Le malware, surnommé « GuptiMiner », a employé des techniques sophistiquées incluant des demandes DNS vers des serveurs contrôlés par les attaquants et l’extraction de charges malveillantes à partir d’images anodines. Le but principal de GuptiMiner est de distribuer des porte-dérobées au sein de grands réseaux d’entreprises, facilitant ainsi le minage de cryptomonnaie et l’exécution d’actions ultérieures malveillantes comme le vol de données.
Pour illustrer ce processus, imaginons que vous avez un jardin bien clôturé (le réseau de l’entreprise).
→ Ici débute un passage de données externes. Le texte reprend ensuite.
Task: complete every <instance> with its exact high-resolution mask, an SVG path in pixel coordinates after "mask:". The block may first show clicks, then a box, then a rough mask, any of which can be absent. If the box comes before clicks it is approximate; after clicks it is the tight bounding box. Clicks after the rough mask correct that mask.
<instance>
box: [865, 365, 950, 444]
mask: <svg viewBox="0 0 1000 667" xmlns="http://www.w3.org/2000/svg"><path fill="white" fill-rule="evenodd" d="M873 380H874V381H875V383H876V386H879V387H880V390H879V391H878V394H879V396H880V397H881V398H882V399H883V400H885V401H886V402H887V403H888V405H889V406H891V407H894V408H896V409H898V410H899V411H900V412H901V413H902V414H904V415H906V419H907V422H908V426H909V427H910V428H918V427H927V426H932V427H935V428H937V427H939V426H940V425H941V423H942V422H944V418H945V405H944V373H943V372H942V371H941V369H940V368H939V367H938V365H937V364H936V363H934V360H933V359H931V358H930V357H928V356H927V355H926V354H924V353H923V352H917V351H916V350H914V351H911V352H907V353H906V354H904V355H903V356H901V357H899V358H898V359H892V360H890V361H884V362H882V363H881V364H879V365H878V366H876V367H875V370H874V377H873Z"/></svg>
GuptiMiner trouve un petit trou dans la clôture (la faille dans le mécanisme de mise à jour), s’y faufile discrètement et ouvre une porte pour ses complices (les malwares) qui s’introduisent pour récolter des fruits sans que vous ne vous en rendiez compte.
Il est crucial de s’assurer que les mises à jour de vos logiciels sont effectuées via des connexions sécurisées (HTTPS par exemple) pour éviter ce type d’intrusion.